UPDATE: 02/07/2021. The JHU data format has changed once again and the pandemic has been going on for way too long so I would have to rescale the time scales and rewrite JavaScript Code. All the methodology is still relevant. But with all the variants and talks of a second, third, fourth wave, ... which all contradict the mathematical models used in this paper there is no point. A more sophisticated model is required for the fit which requires lockdowns (one is given above), number of PCR test cycles used, political party in charge, level of fear in the population, number of people vaccinated, etc. You get the point analyzing this pandemic goes beyond simple mathematical models. But these models give the fundamental behavior of the spread of a single virus with no human interference. They rise exponentially first, reach a max and then taper off. And that is it. Then this process is repeated with another virus. That is why each year there is a flu season: it starts in the late fall, peaks in the winter and drops off in the spring and the summer is practically flu free.

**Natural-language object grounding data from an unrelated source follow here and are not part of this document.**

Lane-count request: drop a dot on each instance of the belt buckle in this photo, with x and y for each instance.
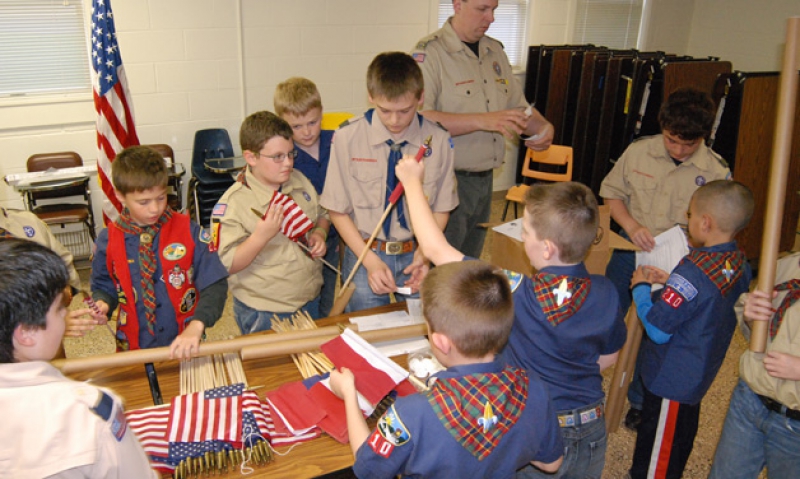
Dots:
(394, 247)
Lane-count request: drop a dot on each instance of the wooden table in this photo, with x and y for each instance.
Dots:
(306, 460)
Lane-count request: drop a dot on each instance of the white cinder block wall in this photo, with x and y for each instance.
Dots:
(195, 64)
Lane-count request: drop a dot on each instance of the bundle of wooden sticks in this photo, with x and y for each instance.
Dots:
(309, 363)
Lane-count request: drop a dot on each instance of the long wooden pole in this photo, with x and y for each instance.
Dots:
(624, 369)
(776, 195)
(252, 346)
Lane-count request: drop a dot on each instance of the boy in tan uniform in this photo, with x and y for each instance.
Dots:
(53, 426)
(270, 274)
(361, 178)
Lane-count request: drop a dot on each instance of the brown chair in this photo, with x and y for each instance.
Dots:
(60, 205)
(557, 155)
(175, 195)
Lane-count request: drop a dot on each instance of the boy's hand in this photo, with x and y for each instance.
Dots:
(418, 269)
(187, 344)
(656, 275)
(380, 277)
(782, 366)
(409, 169)
(316, 243)
(641, 237)
(269, 226)
(640, 275)
(343, 383)
(758, 306)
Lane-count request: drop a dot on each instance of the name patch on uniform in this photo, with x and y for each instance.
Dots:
(682, 286)
(219, 209)
(393, 431)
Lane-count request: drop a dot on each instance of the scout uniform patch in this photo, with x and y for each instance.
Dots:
(389, 433)
(478, 410)
(560, 296)
(723, 269)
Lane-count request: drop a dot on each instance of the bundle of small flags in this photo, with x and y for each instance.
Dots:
(204, 432)
(304, 407)
(295, 223)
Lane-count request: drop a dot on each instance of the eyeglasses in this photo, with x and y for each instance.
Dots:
(280, 156)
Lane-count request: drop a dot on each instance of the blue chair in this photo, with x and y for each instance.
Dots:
(206, 187)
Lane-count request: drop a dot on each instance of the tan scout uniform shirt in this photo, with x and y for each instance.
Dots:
(281, 278)
(751, 366)
(26, 225)
(356, 180)
(50, 430)
(655, 191)
(456, 81)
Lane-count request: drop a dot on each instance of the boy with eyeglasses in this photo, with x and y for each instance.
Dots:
(270, 273)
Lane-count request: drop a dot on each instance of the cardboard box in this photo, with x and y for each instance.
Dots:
(509, 253)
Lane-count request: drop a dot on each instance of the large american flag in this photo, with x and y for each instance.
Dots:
(115, 127)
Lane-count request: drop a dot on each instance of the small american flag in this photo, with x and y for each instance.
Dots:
(115, 127)
(295, 223)
(210, 415)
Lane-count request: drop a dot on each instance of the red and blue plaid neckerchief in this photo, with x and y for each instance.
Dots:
(723, 268)
(147, 259)
(557, 299)
(478, 409)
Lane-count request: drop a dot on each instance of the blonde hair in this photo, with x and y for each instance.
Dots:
(296, 96)
(470, 303)
(566, 214)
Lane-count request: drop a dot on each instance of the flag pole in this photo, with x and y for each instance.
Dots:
(776, 194)
(396, 194)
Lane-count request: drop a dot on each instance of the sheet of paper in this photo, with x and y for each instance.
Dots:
(512, 229)
(671, 247)
(394, 319)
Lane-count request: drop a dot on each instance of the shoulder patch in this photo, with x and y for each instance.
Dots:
(682, 286)
(392, 429)
(514, 279)
(219, 209)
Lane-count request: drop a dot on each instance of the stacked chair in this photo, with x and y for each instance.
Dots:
(206, 187)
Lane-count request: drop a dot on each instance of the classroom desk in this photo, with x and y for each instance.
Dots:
(307, 460)
(225, 165)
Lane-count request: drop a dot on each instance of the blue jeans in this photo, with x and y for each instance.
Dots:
(363, 297)
(252, 320)
(620, 271)
(327, 293)
(584, 454)
(754, 437)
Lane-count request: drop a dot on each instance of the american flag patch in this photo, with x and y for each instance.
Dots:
(219, 209)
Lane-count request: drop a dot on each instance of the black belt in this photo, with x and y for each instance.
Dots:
(479, 174)
(779, 408)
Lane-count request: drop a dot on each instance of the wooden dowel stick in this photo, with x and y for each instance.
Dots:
(779, 170)
(623, 370)
(141, 356)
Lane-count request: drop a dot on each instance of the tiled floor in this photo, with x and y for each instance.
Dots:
(620, 444)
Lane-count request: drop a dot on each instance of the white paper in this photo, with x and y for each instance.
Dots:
(512, 229)
(671, 247)
(395, 319)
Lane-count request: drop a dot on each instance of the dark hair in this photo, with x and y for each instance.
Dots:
(260, 127)
(138, 168)
(470, 303)
(566, 214)
(392, 75)
(729, 202)
(33, 277)
(688, 114)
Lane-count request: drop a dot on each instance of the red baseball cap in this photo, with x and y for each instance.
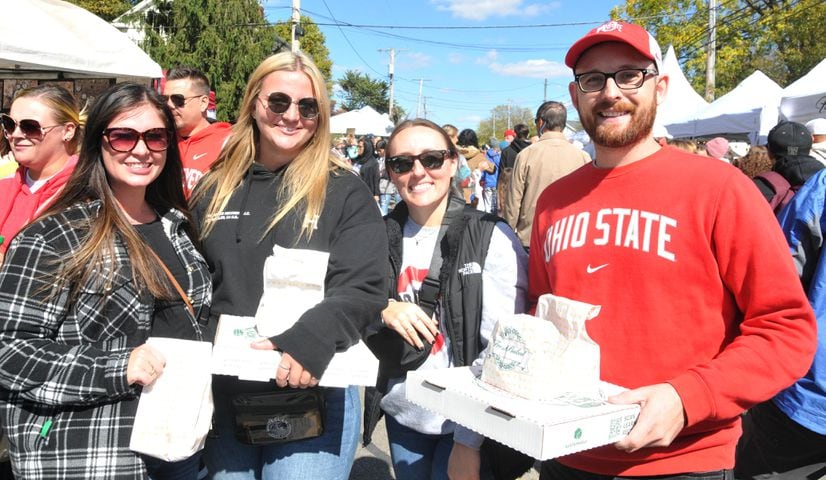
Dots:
(633, 35)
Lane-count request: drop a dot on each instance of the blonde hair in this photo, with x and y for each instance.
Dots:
(63, 106)
(305, 178)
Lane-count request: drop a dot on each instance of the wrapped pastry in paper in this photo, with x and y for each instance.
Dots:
(545, 356)
(175, 413)
(293, 283)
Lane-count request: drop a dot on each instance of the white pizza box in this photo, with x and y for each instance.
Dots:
(569, 424)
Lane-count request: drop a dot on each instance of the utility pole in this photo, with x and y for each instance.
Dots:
(390, 69)
(711, 49)
(295, 20)
(419, 99)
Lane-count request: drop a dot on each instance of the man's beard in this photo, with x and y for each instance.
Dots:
(642, 121)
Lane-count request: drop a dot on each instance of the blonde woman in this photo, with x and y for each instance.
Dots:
(43, 131)
(82, 289)
(276, 182)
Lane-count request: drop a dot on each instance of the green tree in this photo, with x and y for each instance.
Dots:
(105, 9)
(226, 39)
(358, 90)
(312, 42)
(782, 38)
(497, 123)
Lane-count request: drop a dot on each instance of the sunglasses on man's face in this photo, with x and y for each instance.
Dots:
(178, 100)
(279, 103)
(125, 140)
(30, 128)
(431, 160)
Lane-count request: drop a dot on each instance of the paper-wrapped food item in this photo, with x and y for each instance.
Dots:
(545, 356)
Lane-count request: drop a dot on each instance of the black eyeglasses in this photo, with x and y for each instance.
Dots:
(125, 140)
(626, 79)
(431, 160)
(178, 100)
(30, 128)
(279, 103)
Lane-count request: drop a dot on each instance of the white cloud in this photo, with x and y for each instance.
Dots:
(483, 9)
(416, 60)
(488, 58)
(531, 69)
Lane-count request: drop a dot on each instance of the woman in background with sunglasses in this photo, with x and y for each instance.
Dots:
(482, 277)
(276, 182)
(86, 284)
(43, 131)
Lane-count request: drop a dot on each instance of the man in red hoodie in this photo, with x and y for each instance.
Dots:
(200, 142)
(702, 312)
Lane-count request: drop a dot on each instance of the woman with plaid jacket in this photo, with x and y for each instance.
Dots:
(82, 288)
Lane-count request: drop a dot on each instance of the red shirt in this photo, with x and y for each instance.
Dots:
(19, 205)
(199, 152)
(697, 289)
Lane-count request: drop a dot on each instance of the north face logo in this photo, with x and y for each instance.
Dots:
(609, 27)
(470, 268)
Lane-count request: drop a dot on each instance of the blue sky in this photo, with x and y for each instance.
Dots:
(467, 70)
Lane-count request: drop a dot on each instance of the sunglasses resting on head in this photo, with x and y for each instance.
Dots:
(30, 128)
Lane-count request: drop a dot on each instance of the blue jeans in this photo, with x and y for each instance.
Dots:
(329, 456)
(553, 470)
(417, 455)
(182, 470)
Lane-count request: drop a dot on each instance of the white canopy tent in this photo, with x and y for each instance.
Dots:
(364, 120)
(805, 99)
(55, 39)
(681, 101)
(750, 110)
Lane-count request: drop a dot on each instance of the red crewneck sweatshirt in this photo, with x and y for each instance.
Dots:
(19, 205)
(697, 289)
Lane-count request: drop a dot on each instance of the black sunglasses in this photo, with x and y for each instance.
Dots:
(126, 139)
(30, 128)
(177, 99)
(279, 103)
(431, 160)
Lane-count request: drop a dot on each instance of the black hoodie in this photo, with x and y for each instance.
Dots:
(369, 168)
(796, 170)
(350, 227)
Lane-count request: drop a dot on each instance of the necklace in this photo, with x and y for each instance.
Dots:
(424, 234)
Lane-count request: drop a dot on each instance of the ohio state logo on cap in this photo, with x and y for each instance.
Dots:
(615, 31)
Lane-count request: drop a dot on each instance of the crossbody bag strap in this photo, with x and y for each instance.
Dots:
(175, 283)
(429, 290)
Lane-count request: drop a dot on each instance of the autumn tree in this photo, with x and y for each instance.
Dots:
(358, 89)
(105, 9)
(497, 123)
(782, 38)
(312, 42)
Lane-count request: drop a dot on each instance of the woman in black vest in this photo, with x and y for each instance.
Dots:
(440, 271)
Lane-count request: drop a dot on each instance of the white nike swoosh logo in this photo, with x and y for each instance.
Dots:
(591, 269)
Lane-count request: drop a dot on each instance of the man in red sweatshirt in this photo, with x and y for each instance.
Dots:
(702, 312)
(200, 142)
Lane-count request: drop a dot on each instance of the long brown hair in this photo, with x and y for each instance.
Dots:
(305, 178)
(89, 181)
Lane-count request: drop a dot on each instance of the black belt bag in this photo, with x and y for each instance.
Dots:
(278, 417)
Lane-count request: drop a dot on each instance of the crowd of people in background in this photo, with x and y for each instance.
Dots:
(148, 218)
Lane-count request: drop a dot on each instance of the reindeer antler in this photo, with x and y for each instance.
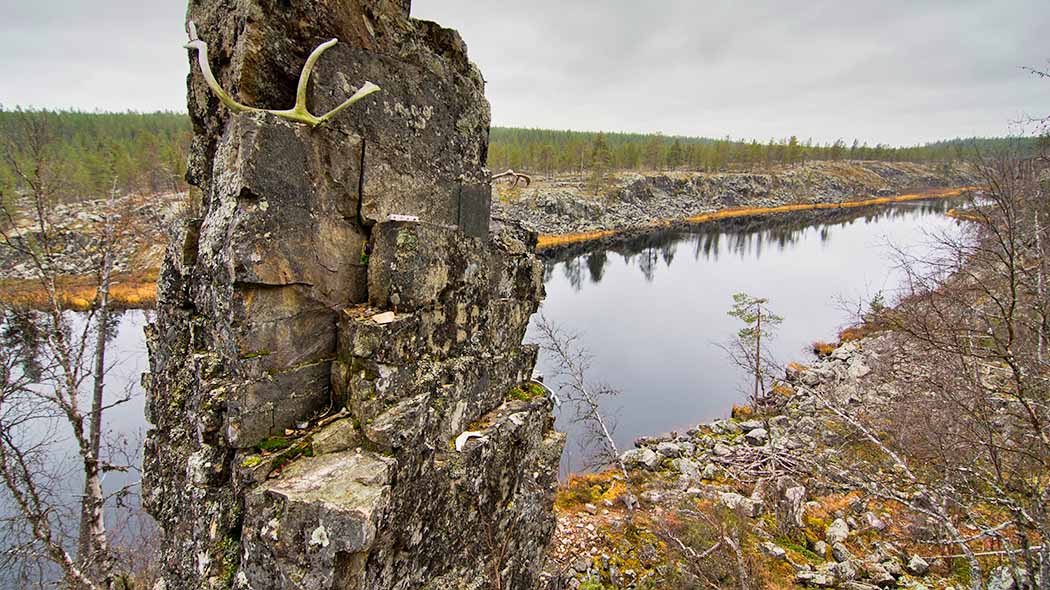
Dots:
(516, 175)
(299, 112)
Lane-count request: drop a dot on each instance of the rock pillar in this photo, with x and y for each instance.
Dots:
(338, 316)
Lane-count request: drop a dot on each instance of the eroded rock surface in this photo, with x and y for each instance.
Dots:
(313, 361)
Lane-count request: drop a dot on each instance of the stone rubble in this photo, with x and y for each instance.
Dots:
(634, 199)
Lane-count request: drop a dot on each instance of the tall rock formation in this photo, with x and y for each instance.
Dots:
(303, 437)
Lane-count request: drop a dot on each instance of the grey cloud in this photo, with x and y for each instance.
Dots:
(897, 71)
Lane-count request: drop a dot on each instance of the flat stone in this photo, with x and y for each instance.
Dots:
(838, 531)
(757, 437)
(645, 457)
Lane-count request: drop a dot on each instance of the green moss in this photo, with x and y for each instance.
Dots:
(252, 461)
(255, 354)
(230, 549)
(961, 571)
(273, 444)
(591, 584)
(792, 546)
(525, 392)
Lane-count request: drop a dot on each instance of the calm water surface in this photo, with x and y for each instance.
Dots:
(652, 310)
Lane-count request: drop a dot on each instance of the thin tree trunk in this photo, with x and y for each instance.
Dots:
(93, 546)
(758, 355)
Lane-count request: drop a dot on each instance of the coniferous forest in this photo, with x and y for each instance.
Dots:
(147, 152)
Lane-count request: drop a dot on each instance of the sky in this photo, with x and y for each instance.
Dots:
(895, 71)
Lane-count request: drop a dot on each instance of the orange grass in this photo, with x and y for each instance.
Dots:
(957, 214)
(561, 239)
(134, 290)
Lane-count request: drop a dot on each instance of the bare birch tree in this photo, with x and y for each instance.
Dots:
(584, 397)
(60, 402)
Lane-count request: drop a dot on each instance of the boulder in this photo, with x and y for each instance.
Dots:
(669, 449)
(644, 457)
(757, 437)
(917, 566)
(773, 550)
(347, 283)
(737, 503)
(838, 531)
(841, 553)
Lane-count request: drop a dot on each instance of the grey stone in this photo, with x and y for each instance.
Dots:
(688, 468)
(819, 580)
(710, 471)
(877, 574)
(750, 425)
(837, 531)
(746, 506)
(337, 436)
(757, 437)
(773, 550)
(669, 449)
(917, 566)
(841, 553)
(644, 457)
(263, 321)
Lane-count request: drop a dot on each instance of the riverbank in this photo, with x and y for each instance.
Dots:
(771, 483)
(547, 243)
(568, 209)
(560, 210)
(896, 459)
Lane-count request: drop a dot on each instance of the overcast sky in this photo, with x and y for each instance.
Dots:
(898, 71)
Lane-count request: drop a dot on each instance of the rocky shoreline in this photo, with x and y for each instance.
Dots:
(568, 206)
(807, 526)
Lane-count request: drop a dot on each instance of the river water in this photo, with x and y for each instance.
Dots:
(651, 311)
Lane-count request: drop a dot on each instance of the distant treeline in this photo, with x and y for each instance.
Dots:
(548, 151)
(87, 151)
(146, 152)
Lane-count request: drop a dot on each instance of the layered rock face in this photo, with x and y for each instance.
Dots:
(314, 361)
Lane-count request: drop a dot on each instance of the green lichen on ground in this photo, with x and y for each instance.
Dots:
(273, 444)
(526, 392)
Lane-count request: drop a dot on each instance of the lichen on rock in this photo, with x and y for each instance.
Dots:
(312, 359)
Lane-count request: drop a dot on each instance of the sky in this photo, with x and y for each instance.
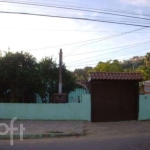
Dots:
(84, 41)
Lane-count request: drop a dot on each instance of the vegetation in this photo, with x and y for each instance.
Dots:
(140, 65)
(21, 77)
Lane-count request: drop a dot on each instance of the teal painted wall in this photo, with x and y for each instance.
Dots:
(144, 107)
(67, 111)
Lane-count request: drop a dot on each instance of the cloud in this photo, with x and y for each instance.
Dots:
(142, 3)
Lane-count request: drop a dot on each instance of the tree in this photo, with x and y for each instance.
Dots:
(147, 59)
(49, 71)
(18, 76)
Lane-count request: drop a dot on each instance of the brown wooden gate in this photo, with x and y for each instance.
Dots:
(114, 100)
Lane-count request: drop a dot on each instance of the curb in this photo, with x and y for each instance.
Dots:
(38, 136)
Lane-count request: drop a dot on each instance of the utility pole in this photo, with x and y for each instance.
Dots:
(60, 72)
(60, 97)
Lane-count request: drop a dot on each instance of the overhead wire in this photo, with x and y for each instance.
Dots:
(73, 8)
(109, 53)
(109, 37)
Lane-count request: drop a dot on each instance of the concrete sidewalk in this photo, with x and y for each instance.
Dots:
(120, 129)
(41, 129)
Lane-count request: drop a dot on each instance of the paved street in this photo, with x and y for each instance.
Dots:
(90, 142)
(126, 135)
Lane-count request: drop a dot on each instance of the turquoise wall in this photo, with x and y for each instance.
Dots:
(144, 107)
(67, 111)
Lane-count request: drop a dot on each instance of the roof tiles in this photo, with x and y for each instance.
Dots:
(115, 76)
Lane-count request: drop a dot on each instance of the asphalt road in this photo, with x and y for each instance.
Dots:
(90, 142)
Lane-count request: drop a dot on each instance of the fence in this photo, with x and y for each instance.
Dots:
(67, 111)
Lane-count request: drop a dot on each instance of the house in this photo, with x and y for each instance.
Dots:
(114, 96)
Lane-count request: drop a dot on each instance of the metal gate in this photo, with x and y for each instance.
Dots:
(114, 101)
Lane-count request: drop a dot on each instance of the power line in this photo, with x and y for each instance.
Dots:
(74, 18)
(141, 43)
(109, 37)
(83, 61)
(74, 8)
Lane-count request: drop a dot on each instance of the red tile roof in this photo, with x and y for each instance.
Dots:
(115, 76)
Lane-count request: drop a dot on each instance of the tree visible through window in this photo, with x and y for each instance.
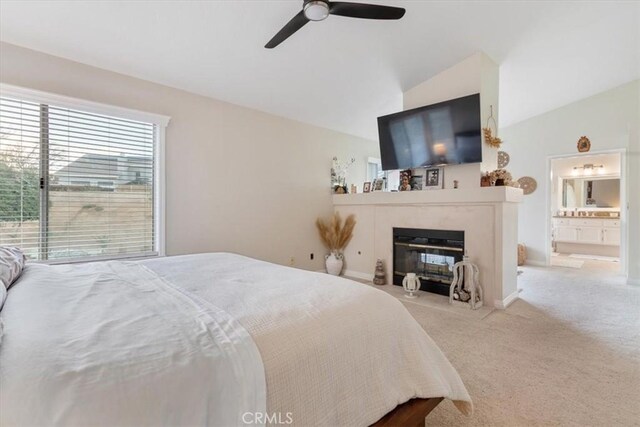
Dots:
(74, 184)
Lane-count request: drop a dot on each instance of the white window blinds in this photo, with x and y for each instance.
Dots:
(74, 184)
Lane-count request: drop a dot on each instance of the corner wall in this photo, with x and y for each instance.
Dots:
(237, 179)
(476, 74)
(611, 120)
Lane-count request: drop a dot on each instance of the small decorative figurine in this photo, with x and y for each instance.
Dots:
(405, 181)
(379, 277)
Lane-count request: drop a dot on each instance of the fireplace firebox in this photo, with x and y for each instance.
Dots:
(430, 254)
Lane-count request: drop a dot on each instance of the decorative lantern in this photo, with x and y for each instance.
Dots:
(466, 285)
(411, 284)
(379, 277)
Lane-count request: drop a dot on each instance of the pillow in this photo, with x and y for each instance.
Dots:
(12, 262)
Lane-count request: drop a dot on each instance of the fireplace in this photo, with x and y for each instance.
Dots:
(430, 254)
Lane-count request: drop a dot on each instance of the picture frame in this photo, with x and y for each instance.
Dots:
(417, 182)
(433, 179)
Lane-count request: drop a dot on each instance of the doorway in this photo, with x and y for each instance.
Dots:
(586, 215)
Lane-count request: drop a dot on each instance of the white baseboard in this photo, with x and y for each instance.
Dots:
(502, 304)
(358, 275)
(535, 263)
(633, 282)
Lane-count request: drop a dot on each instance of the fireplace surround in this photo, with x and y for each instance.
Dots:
(488, 216)
(430, 254)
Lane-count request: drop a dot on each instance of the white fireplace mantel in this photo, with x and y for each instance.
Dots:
(456, 196)
(487, 215)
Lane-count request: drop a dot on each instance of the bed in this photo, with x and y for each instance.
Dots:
(212, 339)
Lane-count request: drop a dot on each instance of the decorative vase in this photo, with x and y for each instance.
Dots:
(334, 262)
(411, 284)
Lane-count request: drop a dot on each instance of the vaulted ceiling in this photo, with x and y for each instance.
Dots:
(341, 73)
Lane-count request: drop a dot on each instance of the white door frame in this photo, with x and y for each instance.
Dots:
(624, 207)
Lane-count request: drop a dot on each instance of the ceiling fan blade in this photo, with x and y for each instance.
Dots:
(366, 11)
(292, 26)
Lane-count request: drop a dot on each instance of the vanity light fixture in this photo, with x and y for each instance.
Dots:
(587, 169)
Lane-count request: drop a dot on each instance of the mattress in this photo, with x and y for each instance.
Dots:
(210, 339)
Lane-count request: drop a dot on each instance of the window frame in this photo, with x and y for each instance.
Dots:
(159, 180)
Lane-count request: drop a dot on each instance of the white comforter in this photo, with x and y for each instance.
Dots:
(211, 339)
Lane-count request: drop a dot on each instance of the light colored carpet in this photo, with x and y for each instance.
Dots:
(566, 353)
(596, 257)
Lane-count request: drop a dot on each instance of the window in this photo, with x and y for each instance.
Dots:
(76, 184)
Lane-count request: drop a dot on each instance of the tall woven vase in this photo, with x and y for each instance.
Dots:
(334, 262)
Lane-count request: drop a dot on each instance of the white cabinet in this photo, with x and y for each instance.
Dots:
(589, 234)
(566, 234)
(611, 236)
(593, 231)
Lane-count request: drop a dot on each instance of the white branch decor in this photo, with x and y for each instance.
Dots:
(465, 287)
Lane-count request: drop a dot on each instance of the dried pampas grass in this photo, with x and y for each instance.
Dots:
(334, 233)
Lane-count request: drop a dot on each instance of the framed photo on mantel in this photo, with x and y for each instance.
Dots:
(433, 179)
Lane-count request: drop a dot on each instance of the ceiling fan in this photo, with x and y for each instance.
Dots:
(318, 10)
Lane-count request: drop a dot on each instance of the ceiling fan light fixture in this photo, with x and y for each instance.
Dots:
(317, 10)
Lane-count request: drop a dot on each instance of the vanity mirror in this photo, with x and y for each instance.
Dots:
(591, 192)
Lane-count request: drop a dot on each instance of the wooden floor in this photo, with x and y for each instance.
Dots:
(409, 414)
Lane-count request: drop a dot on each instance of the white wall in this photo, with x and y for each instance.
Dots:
(476, 74)
(237, 179)
(611, 121)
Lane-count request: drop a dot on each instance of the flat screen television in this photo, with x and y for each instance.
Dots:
(446, 133)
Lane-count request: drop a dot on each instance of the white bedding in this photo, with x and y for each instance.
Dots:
(193, 340)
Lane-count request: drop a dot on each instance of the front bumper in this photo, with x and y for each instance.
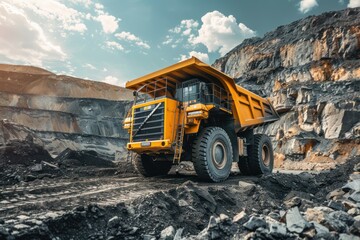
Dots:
(150, 146)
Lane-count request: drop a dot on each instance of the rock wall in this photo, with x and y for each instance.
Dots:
(62, 112)
(311, 71)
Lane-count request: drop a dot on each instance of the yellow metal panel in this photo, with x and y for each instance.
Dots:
(248, 108)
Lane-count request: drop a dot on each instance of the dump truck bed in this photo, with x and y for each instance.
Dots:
(248, 108)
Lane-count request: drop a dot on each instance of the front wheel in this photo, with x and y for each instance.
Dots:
(146, 166)
(212, 154)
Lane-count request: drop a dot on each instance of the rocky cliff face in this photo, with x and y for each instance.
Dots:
(311, 71)
(61, 112)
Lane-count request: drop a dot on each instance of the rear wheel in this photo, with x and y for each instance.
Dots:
(212, 154)
(261, 156)
(147, 167)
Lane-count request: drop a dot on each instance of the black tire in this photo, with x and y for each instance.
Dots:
(146, 166)
(212, 154)
(244, 165)
(260, 155)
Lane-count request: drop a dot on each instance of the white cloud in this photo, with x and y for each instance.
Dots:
(109, 23)
(23, 40)
(89, 66)
(129, 37)
(99, 6)
(201, 56)
(114, 45)
(354, 3)
(69, 18)
(307, 5)
(177, 34)
(112, 80)
(220, 33)
(86, 3)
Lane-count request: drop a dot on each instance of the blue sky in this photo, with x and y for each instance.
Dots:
(117, 40)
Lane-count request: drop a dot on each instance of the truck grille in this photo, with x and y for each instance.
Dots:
(153, 128)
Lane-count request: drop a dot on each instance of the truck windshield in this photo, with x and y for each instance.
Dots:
(196, 91)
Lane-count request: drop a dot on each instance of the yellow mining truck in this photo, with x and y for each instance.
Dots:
(192, 112)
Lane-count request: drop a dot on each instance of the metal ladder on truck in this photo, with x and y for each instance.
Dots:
(179, 137)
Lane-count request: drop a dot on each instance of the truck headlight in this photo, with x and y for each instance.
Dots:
(195, 113)
(127, 123)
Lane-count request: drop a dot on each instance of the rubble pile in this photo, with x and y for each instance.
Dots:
(25, 161)
(279, 206)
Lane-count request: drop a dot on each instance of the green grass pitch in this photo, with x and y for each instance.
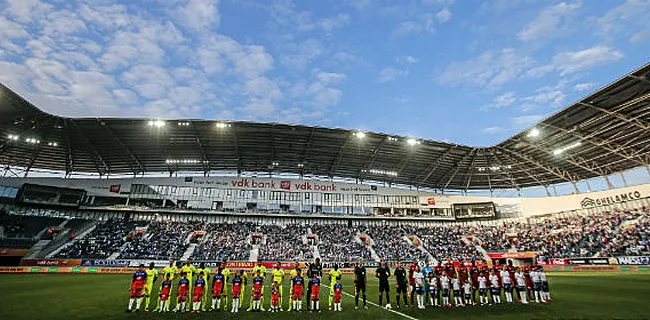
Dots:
(74, 296)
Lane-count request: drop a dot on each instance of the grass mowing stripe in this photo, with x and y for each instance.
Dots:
(378, 306)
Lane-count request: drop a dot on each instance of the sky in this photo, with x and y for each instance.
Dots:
(470, 72)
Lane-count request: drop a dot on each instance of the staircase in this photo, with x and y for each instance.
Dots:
(430, 257)
(480, 249)
(79, 237)
(255, 253)
(36, 250)
(188, 252)
(373, 253)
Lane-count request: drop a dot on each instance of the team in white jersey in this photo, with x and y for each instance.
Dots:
(507, 285)
(495, 287)
(442, 285)
(419, 287)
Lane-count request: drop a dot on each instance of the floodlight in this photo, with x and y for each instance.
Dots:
(156, 123)
(412, 142)
(534, 132)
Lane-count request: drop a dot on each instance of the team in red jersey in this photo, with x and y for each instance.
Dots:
(137, 285)
(464, 277)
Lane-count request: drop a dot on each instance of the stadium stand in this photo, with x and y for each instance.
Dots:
(162, 240)
(225, 242)
(105, 240)
(284, 243)
(338, 243)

Now imagine that we create a test called flu-PCR that detects the presence of any flu-like virus. Then if someone tests positive with test flu-PCR we say that that person is infected with the all encompassing virus that we arbitrarily call flu-VIRUS. Also if someone dies with a positive flu-PCR test then we say that that that person died from flu-VIRUS. flu-VIRUS has automatically many waves, actually an indefinite number of them. Of course the flu-PCR test has many false positives. This means that perfectly healthy people are being diagnosed with having flu-VIRUS. Consequently, the number of flu-VIRUS infections and deaths are highly inflated. flu-PCR is also a test that depends on many man set parameters and can therefore be controlled to adjust the number of positives.